Paid parking lots in Old Colorado City?

       A proposal is being considered to charge for parking in Old Colorado City's three free lots.
       After discussing the idea at its March 2 meeting, the Old Colorado City Security & Maintenance District Advisory Committee asked City Parking Administrator Gregory Warnke to come back to its next meeting April 6 with details about potential costs, revenues and metering alternatives.
       The parking fees would go to the city, not the district, but the committee's thinking is that a greater monetary infusion from Old Colorado City would compel the city to spend more money on public amenities there than it does at present.
       Warnke supported this impression, commenting at one point during the meeting that if the lots were paid and under city control, “they would be better maintained.”
       The three lots combined have about 170 parking spaces, he said. The smallest lot is on the south side of the 2600 block of Colorado Avenue; another is located behind the stores on the south side of the 2400 block; and the largest is behind the stores on the north side of the 2500 block.
       The district was formed 26 years ago in large part to keep the city from controlling the lots and charging people to park there. This irony is not lost on Dave Hughes, who led that effort and is still active on the Westside. “I think it is a stupid, self-defeating measure, because free lots, paid for by the district, were calculated like shopping centers to attract shoppers to the area,” he said, when contacted after the meeting. “Putting parking meters in otherwise-free lots would drive away shoppers. They'll complain and head for the malls.”
       Nancy Stovall, president of the Old Colorado City Associates (OCCA) merchants group, said she plans to wait for Warnke's April presentation before forming an opinion or surveying merchants about the proposal. But her gut feeling is that the majority would not support it “unless we can see some big benefit.”
       No time limits or fees for parking have been proposed. The committee also asked Warnke to provide information about different possibilities, ranging from traditional meters on posts to systems where people pay to enter the lots.
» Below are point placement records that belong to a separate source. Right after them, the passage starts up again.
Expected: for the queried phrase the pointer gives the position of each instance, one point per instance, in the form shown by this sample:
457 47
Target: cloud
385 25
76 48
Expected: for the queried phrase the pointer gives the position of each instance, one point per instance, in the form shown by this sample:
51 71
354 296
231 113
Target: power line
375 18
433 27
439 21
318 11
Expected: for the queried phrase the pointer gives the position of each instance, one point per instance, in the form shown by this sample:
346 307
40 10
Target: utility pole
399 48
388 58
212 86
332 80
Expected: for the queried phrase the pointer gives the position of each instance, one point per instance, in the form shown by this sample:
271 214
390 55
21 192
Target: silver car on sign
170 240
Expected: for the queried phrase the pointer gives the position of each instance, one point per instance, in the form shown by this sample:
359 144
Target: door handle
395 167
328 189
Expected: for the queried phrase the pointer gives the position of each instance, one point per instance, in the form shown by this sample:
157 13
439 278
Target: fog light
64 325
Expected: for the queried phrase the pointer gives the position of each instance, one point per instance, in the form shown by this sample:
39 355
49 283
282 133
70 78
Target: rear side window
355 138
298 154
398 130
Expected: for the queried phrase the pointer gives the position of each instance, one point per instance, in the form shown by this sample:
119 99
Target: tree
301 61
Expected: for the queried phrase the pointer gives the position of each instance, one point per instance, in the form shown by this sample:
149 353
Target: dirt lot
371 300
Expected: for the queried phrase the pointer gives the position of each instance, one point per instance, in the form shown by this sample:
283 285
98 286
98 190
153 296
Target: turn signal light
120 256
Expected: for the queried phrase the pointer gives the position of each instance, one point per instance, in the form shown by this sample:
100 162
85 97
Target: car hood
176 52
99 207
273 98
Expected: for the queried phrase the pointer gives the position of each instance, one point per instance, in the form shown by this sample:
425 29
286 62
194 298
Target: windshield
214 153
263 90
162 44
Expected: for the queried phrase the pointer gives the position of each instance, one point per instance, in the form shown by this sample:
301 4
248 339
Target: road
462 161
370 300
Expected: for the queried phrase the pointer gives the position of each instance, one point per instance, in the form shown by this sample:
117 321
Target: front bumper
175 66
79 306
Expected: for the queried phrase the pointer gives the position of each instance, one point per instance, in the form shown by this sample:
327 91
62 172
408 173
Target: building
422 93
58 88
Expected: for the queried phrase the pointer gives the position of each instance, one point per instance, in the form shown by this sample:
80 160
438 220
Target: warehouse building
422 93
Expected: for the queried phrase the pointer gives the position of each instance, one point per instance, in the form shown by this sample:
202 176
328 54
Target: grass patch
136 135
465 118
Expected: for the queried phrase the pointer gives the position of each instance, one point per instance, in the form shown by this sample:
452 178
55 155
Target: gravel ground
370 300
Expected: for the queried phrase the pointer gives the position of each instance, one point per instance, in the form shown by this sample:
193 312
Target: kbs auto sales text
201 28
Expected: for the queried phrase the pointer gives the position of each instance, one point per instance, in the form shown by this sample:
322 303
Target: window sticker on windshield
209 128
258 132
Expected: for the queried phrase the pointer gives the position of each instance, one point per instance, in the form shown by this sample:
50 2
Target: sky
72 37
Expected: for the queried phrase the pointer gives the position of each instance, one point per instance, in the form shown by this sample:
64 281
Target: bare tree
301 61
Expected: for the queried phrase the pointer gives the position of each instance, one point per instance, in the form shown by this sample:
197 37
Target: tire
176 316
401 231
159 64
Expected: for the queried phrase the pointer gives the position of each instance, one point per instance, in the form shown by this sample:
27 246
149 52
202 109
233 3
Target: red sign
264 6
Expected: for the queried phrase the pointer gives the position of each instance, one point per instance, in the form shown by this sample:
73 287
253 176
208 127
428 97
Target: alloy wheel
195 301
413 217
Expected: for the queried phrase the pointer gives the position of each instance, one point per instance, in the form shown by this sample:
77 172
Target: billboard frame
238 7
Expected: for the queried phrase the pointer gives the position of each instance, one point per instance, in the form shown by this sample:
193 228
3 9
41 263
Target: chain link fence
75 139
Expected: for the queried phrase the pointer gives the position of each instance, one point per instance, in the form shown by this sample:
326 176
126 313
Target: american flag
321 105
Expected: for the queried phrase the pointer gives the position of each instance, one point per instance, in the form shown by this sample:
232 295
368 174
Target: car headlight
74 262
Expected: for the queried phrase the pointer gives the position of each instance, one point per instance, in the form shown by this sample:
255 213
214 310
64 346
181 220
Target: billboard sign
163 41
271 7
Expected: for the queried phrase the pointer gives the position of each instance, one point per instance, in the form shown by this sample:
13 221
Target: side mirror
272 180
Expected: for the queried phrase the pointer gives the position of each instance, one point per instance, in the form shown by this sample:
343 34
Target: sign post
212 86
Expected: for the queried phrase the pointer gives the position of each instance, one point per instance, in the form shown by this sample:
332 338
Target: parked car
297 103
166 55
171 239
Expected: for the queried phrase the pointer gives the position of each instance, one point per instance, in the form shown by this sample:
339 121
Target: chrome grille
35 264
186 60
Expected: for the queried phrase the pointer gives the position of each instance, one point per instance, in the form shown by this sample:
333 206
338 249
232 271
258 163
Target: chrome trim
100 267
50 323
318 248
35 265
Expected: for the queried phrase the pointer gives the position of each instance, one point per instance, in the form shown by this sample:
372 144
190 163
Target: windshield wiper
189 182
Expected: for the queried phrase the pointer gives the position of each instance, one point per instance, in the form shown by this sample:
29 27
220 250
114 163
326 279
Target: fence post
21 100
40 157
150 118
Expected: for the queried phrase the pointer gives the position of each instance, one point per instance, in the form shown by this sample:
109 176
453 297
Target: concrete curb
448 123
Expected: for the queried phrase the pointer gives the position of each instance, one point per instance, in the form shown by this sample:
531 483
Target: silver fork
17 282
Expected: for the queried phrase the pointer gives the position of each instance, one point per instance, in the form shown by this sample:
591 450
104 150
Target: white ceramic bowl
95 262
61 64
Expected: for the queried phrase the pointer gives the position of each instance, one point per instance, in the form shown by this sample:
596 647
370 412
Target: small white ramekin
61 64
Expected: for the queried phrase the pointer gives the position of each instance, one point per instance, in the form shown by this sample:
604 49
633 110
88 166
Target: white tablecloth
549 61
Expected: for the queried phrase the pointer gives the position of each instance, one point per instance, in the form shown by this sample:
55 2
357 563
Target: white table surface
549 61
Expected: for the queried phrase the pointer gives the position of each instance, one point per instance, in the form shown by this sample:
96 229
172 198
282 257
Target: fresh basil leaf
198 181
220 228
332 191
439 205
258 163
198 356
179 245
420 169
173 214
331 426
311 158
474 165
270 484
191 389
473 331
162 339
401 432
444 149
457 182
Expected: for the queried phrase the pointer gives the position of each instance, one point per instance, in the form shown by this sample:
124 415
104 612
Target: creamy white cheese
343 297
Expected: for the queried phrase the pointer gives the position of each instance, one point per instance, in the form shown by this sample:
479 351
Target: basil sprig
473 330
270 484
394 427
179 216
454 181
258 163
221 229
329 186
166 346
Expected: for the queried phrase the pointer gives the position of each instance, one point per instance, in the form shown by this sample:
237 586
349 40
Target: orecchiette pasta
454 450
Members also would like an idea of how much revenue might be generated from paid lots.
       What spurred the committee to consider the paid-parking concept was the long-smoldering opinion that Old Colorado City receives fewer amenities from the city than does the downtown - even though the three-block shopping area has upgraded its assessed valuation through historic redevelopment and provides steady revenues from about 150 on-street parking meters.
       “If you have two children, just because one isn't as good-looking as the other doesn't mean you can't love it,” Kasten half- humorously theorized.
       However, Warnke indicated that the net earnings from Old Town's meters are not as high as committee members might think. The downtown is larger and more profitable, he said, with parking garages and meters that are constantly being fed.
       “If you wanted the profits from Old Colorado City's meters, you could have a meeting once a month and there would be enough for each of you to have an ice cream cone,” he told the committee.
       Warnke said his office does help with some of the district's parking-lot costs at present, including trash collection and, occasionally, when city paint trucks are in the area, the striping of parking spaces.
       Kasten said she has no estimates yet as to how much the district might save in maintenance costs by turning over the parking lots to the city. Any savings would be used to pay for other district needs, she said. Last year, drawing from its contingency funds, the district spent $97,000 for the new Old Colorado City streetlights. This year, major landscaping upgrades along the avenue are being studied.
       In answer to another committee question, Warnke noted that the city parking office does not receive the money from paid parking tickets. This money goes to the city's general fund, he said.
       The Maintenance Dis-trict, funded by a separate property tax on the district's roughly 100 property owners, oversees public im- provements in the three-block area on and beside Colorado Avenue between 24th and 27th streets.